Left: Laundry supervisor, Shirley Zimin, in ca. 1990s. Zimin Family private collection. Right: Gallery view – photograph by Brian Wallace.
THE LAUNDRY: Industrial Domestication
"The Laundry provided an important cannery service, crucial for morale."
— Brad Angasan, NN Cannery Spring-Fall Crew
The Laundry represented one of the few cannery spaces organized and managed by women—specifically, local Alaska Native women.
In the spring, the so-called Laundry Ladies were part of the spring-fall crew that opened the cannery buildings and prepared the bunkhouses and other living spaces for the arrival of the seasonal workers.
During the summer, the laundry staff conducted necessary chores that busy cannery workers—machinists, supervisors, and the superintendent—lacked time to do themselves. The women made beds, cleaned, and stocked bathrooms. They washed, dried, and folded loads and loads of dirty clothes. They also took in dirty clothes from commercial fishermen and local residents, providing an essential service to the community.
At the end of the season, the Laundry Ladies washed, hung, and stored hundreds of sheets and wool blankets, readying them for the next season.
The Laundry was another place where cannery people came together to chat, gripe about work, share stories of homesickness, or hear the latest rumor. By caring for the cannery, the Laundry Ladies provided comfort and created a sense of home for the multitudes of cannery workers.

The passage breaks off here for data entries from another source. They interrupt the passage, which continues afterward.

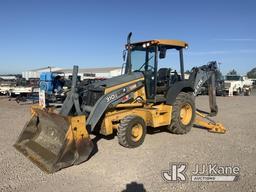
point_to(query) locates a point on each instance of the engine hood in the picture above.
(118, 80)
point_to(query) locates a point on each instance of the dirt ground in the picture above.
(115, 168)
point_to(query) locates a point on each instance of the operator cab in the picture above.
(144, 57)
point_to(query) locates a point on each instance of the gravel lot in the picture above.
(114, 168)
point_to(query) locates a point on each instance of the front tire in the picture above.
(131, 131)
(183, 113)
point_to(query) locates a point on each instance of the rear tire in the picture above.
(131, 131)
(183, 113)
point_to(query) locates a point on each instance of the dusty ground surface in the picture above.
(113, 167)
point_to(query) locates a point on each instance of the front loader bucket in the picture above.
(53, 142)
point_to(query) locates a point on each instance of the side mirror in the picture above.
(162, 54)
(124, 55)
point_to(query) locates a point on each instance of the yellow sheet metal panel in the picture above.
(154, 116)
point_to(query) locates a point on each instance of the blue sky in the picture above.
(40, 33)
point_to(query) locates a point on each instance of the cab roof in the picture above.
(167, 42)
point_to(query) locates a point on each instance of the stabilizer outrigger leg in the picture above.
(210, 124)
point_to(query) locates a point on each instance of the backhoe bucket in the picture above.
(53, 142)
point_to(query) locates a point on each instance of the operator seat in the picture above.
(163, 80)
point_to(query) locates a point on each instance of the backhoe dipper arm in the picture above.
(199, 76)
(202, 74)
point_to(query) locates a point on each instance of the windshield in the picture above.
(233, 78)
(142, 59)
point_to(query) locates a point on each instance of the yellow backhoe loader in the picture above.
(145, 95)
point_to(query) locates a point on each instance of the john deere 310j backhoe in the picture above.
(144, 96)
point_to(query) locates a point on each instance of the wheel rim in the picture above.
(186, 114)
(137, 132)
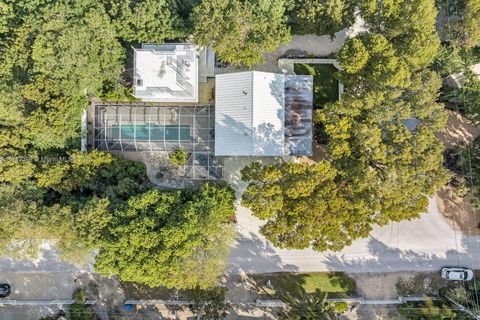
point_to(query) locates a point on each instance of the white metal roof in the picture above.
(249, 114)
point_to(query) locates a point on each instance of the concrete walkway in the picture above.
(424, 244)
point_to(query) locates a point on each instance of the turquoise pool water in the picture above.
(157, 132)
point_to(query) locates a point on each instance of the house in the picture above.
(263, 114)
(171, 72)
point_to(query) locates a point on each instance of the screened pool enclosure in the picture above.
(161, 128)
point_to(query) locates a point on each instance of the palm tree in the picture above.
(305, 306)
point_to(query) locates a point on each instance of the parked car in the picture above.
(457, 274)
(5, 290)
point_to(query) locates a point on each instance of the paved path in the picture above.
(424, 244)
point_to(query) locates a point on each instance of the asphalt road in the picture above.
(424, 244)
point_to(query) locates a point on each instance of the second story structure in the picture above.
(170, 72)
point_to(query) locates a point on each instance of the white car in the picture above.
(457, 274)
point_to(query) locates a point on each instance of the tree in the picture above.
(322, 17)
(209, 303)
(408, 24)
(76, 47)
(384, 160)
(304, 306)
(173, 239)
(462, 28)
(145, 20)
(79, 310)
(178, 157)
(55, 54)
(240, 32)
(305, 205)
(369, 61)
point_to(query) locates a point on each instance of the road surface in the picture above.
(424, 244)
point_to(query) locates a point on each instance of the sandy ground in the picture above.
(372, 312)
(458, 131)
(459, 210)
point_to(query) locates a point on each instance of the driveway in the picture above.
(424, 244)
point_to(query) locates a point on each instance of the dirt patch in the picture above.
(458, 130)
(459, 210)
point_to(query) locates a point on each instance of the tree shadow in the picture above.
(389, 259)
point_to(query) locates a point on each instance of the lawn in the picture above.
(325, 86)
(332, 282)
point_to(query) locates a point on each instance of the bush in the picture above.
(341, 307)
(178, 157)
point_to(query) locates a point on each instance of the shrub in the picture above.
(341, 307)
(178, 157)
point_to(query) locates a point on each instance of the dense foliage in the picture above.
(53, 55)
(178, 157)
(174, 239)
(79, 310)
(383, 158)
(322, 16)
(240, 31)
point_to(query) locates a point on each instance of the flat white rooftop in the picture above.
(166, 73)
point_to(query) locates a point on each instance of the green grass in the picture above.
(325, 86)
(329, 282)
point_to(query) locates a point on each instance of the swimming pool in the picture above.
(152, 132)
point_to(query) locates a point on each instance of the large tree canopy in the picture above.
(322, 16)
(145, 20)
(240, 31)
(383, 158)
(174, 239)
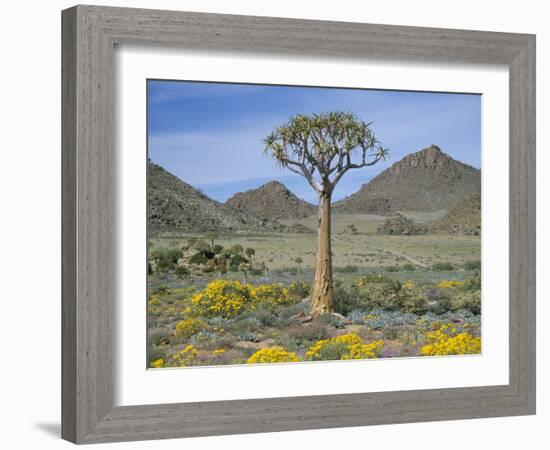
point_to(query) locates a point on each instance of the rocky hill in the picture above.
(176, 206)
(464, 218)
(272, 201)
(428, 180)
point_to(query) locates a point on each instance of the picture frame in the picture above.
(89, 37)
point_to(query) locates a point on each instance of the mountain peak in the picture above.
(271, 201)
(427, 180)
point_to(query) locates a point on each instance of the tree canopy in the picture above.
(323, 147)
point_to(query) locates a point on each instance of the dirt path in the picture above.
(408, 258)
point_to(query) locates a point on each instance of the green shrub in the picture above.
(181, 271)
(472, 265)
(346, 269)
(469, 300)
(345, 299)
(472, 283)
(299, 290)
(443, 266)
(376, 291)
(166, 259)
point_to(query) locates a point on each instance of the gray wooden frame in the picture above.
(89, 36)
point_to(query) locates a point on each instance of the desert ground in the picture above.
(395, 296)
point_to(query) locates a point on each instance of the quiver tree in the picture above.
(322, 148)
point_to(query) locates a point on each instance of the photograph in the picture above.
(300, 224)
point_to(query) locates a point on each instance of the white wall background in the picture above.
(30, 222)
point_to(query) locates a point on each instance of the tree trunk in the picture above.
(321, 292)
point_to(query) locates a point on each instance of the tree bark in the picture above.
(322, 289)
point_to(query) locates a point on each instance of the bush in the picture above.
(271, 296)
(310, 332)
(181, 271)
(185, 357)
(468, 300)
(227, 298)
(380, 292)
(165, 259)
(473, 283)
(299, 290)
(445, 341)
(443, 266)
(345, 299)
(346, 346)
(272, 355)
(472, 265)
(346, 269)
(188, 327)
(222, 298)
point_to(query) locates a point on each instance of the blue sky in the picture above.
(210, 134)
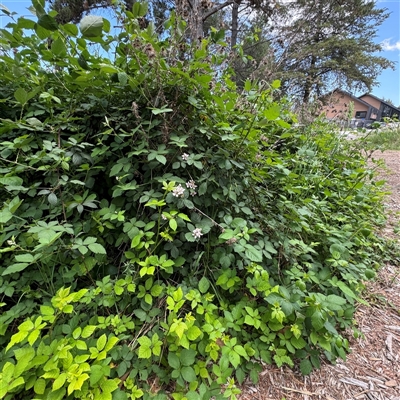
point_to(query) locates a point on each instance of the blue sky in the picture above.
(388, 35)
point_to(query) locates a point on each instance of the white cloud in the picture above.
(387, 46)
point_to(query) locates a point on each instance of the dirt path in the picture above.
(372, 370)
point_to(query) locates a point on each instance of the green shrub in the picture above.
(162, 234)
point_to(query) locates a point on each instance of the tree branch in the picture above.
(217, 8)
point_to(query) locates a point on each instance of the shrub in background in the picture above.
(163, 234)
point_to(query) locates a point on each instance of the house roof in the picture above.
(351, 96)
(382, 101)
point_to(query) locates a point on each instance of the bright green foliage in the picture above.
(160, 230)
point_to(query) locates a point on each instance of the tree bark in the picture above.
(235, 22)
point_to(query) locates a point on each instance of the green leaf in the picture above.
(17, 382)
(318, 320)
(47, 22)
(24, 258)
(97, 248)
(101, 342)
(14, 268)
(173, 361)
(234, 358)
(88, 331)
(52, 199)
(58, 48)
(252, 253)
(91, 26)
(273, 112)
(40, 386)
(160, 158)
(59, 382)
(22, 97)
(144, 352)
(157, 111)
(5, 216)
(188, 357)
(204, 285)
(305, 367)
(122, 78)
(70, 29)
(11, 180)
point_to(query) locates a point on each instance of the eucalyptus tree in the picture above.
(321, 44)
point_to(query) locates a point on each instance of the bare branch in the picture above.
(217, 8)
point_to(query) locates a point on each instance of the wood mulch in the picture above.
(372, 370)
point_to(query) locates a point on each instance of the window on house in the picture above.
(361, 114)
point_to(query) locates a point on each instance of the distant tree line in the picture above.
(310, 45)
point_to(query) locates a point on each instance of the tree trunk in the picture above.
(309, 81)
(235, 22)
(196, 22)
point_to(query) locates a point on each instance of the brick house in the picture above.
(337, 105)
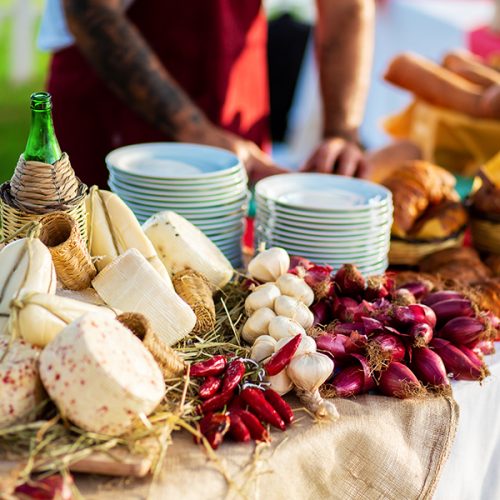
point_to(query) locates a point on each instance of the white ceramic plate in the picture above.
(166, 160)
(322, 192)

Although laborious, laundry work afforded local women the opportunity to care for their children.
“The Superintendent allowed me to live in the Laundry because my husband was working,” recalled Shirley Zimin, who ran the Laundry for seventeen years. “It was easier to stay in there with the girls. My kids, they grew up in the Laundry.”
Trefon Angasan’s mother Vera also worked in the Laundry. “She would bring my brother, Ralph, and I down there from the village,” recalled Trefon. “Mom would make sure that she gave us baths, for one thing. She put us in the washing machine! We’d sit there until we got clean.”
When older, Trefon recalled helping his mother with her work. “She would have us lug these Army blankets out to hang on the clotheslines -- and then the sheets --We had to do all those things when we were seven, eight years old.”
ASM 94-5-1. Likely dates between 1924 (invention of the Maytag “gyratator” or agitator) and 1926. Files indicate it was heavily restored by the donor/collector, but also that he got it in 1969 from Taku Harbor cannery (Libby, McNeill & Libby) with permission of Tiger Olson who lived there. The file also indicated it was once powered by a gas engine. The earliest gas powered washing machine is by Maytag in 1914.